— Кабинок-то всего двенадцать! — вполголоса заметил кто-то.
— В НКВД нет предельщиков, — возразил ему другой.
— Разговоры! — рявкнул дежурный по тюрьме, сдававший арестованных начальнику конвоя.
Предельщики! Трубников вспомнил, что года два назад газеты были заполнены статьями о борьбе с ними на железнодорожном транспорте. Так обзывали специалистов, противившихся превышению установленных норм скорости движения и нагрузки транспорта. С ними победоносно боролся, конечно, при помощи тюрем и расстрелов, нарком железнодорожного транспорта Каганович. Он, как и Ежов, получил неофициальный титул «сталинского железного наркома». Потом предельщиками оказались энергетики, не желавшие ломать перегрузкой агрегаты, и технологи в металлургическом и машиностроительном производствах. Слово «предел» приобрело почти контрреволюционное звучание.
Здесь проблема предела решалась просто. В каждый бокс запихивали по двое, хотя в нем было тесно даже одному человеку нормального роста. Конвоиры не могли не видеть, с каким трудом взбирается по лесенке Трубников со своей больной ногой. Но и к нему был втиснут второй пассажир, по счастью, небольшой и худенький человек в железнодорожной форме. Боксы из коридора запирали на задвижки. Те из них, в которые были посажены более крупные или толстые люди, конвоирам пришлось запирать, нажимая на дверь плечами. Было слышно, как лязгнул засов двери коридорчика. Машина тронулась.
Алексей Дмитриевич сидел на узенькой доске-перекладине, служившей скамейкой. Его спутник, чтобы не садиться к нему на колени, что было бы нормальным размещением пассажиров бокса, делал отчаянные усилия, упираясь локтями в стенки кабинки и стараясь удержаться в стоячем положении. Было совершенно темно. Светились только мелкие дырочки в небольшом железном колпаке, установленном над каждым боксом. Это были вентиляционные отверстия, без которых пассажиры тюремного фургона неизбежно бы задохнулись. Уже стемнело, и через маленькие отверстия был виден свет уличных фонарей, то яркий при приближении к ним, то совсем почти меркнувший.
Там, за тонкой деревянной стенкой, была улица. По ней шли, торопились по своим делам люди, не обращая внимания на обыкновенную хлебовозку, испещренную затейливыми надписями: «хлеб», «хлиб», «брэд», «брот». Может быть, среди прохожих есть знакомые и близкие тех, кого везут в замаскированном тюремном автомобиле. Может быть, прошла Ирина-Автомобиль сильно тряхнуло на выбоине мостовой. Маленький спутник Трубникова не удержался и плюхнулся к нему на колени. Алексей Дмитриевич вскрикнул от острой боли в разбитом коленном суставе.

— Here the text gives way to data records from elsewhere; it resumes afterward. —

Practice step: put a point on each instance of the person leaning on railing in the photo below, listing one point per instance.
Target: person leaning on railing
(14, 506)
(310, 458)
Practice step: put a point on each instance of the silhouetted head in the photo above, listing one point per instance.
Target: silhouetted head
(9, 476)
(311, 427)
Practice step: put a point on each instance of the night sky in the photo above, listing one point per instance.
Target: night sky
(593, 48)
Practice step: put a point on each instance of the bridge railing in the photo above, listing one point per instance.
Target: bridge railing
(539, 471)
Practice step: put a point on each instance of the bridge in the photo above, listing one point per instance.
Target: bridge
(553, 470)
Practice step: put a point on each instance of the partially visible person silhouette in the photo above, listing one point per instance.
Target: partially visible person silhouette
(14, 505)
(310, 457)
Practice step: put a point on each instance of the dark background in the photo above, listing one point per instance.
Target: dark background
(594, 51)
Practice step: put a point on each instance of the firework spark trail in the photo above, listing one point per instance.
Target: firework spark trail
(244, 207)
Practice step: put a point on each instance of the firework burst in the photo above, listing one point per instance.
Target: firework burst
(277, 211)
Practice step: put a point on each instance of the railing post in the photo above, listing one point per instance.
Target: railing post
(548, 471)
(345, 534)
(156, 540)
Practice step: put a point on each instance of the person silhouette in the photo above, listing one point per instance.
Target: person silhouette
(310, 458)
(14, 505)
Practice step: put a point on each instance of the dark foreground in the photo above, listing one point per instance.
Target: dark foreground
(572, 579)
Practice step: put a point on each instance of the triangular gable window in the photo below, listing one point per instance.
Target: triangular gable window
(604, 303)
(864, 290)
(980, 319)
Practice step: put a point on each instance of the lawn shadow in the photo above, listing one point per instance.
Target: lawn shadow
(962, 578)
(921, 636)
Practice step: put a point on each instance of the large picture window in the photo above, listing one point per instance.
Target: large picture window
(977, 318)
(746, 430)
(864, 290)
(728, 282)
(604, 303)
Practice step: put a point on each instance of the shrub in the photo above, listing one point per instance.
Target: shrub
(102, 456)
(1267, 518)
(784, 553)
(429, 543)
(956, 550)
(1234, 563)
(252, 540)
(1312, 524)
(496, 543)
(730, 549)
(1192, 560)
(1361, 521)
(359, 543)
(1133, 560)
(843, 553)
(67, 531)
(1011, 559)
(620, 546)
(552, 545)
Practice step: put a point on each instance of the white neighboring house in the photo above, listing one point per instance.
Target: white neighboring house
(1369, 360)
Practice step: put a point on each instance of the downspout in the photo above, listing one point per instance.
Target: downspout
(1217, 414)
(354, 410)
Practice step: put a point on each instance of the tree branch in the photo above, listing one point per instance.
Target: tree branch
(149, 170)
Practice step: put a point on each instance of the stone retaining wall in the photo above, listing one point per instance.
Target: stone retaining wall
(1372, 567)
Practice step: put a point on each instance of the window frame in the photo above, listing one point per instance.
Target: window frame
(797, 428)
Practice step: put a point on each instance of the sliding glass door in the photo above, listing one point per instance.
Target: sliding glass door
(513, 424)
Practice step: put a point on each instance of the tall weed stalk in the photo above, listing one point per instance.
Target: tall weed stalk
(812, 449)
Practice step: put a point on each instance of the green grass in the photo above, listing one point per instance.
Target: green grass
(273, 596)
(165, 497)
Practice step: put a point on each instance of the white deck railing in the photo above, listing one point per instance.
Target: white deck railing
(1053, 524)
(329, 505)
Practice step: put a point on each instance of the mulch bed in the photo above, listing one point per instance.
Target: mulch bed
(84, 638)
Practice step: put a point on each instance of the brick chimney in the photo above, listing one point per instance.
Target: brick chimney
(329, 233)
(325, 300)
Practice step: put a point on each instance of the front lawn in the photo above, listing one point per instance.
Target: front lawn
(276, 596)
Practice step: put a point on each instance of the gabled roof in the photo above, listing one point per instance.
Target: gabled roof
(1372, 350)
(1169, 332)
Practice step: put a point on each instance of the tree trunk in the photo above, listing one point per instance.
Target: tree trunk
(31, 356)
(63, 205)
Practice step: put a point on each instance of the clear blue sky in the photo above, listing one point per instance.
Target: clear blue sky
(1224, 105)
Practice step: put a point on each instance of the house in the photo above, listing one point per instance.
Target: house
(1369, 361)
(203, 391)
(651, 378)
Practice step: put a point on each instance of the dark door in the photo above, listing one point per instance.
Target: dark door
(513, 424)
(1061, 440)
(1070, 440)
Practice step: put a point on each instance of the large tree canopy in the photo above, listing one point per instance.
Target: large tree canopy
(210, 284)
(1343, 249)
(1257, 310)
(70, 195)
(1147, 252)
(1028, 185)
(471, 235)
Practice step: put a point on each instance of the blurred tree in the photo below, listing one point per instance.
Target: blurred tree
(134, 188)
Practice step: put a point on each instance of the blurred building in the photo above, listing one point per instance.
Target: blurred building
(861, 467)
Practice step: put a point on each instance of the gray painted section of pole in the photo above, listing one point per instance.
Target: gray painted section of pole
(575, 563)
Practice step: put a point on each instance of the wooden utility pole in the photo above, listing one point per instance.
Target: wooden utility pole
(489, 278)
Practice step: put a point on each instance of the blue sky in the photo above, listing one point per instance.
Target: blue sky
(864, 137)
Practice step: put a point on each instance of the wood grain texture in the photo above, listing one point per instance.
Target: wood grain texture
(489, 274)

— Эх, чертов собачник! — зло выругался железнодорожник. — Выдумала же его какая-то энкавэдэшная б…! Не могли обыкновенного ворона замаскировать, раз уж так людского глаза боятся…
Автомобиль круто повернул и остановился. В дырочках ярко вспыхнул свет фонаря. Через минуту машина снова тронулась, и свет померк.
— Ворота проезжаем, — сказал железнодорожник.
— В спецкорпус! — крикнул кто-то снаружи.
Опять короткая остановка под фонарем, снова ворота, и мотор заглох. Очевидно они прибыли к месту назначения. Было слышно, как вышли из машины конвоиры и один из них пошагал куда-то, наверное, с документами на прибывших. Предстояло ожидание приемки.
Товарищу Алексея Дмитриевича уже не нужно было удерживать себя в неудобном положении. Очевидно очень словоохотливый человек, он снова вернулся к теме о воронах и собачниках. Трубников узнал, что собачником называется на арестантском языке тот тип тюремного автомобиля, в котором они сейчас находятся. И что не все эти собачники замаскированы под хлебовозки. Есть и такие, на которых написано — «мясо».
— Приписать бы — живое, — хмуро сострил рассказчик. — Есть даже подделки под автобус. Снаружи все как следует. Окна с занавесками, надпись «служебный». А внутри такой же коридор и боксы.
— Откуда вы все это так хорошо знаете? — поинтересовался Алексей Дмитриевич.
Спутник охотно объяснил. Оказалось, что до конца следствия он сидел не во внутренней, а в железнодорожной тюрьме, расположенной на окраине города. И оттуда его много раз возили на допросы в НКВД. Ну, а теперь, в связи с подписанием двести шестой, прямо от следователя привезли вот в эту общую — центральную городскую тюрьму. Железнодорожник вздохнул.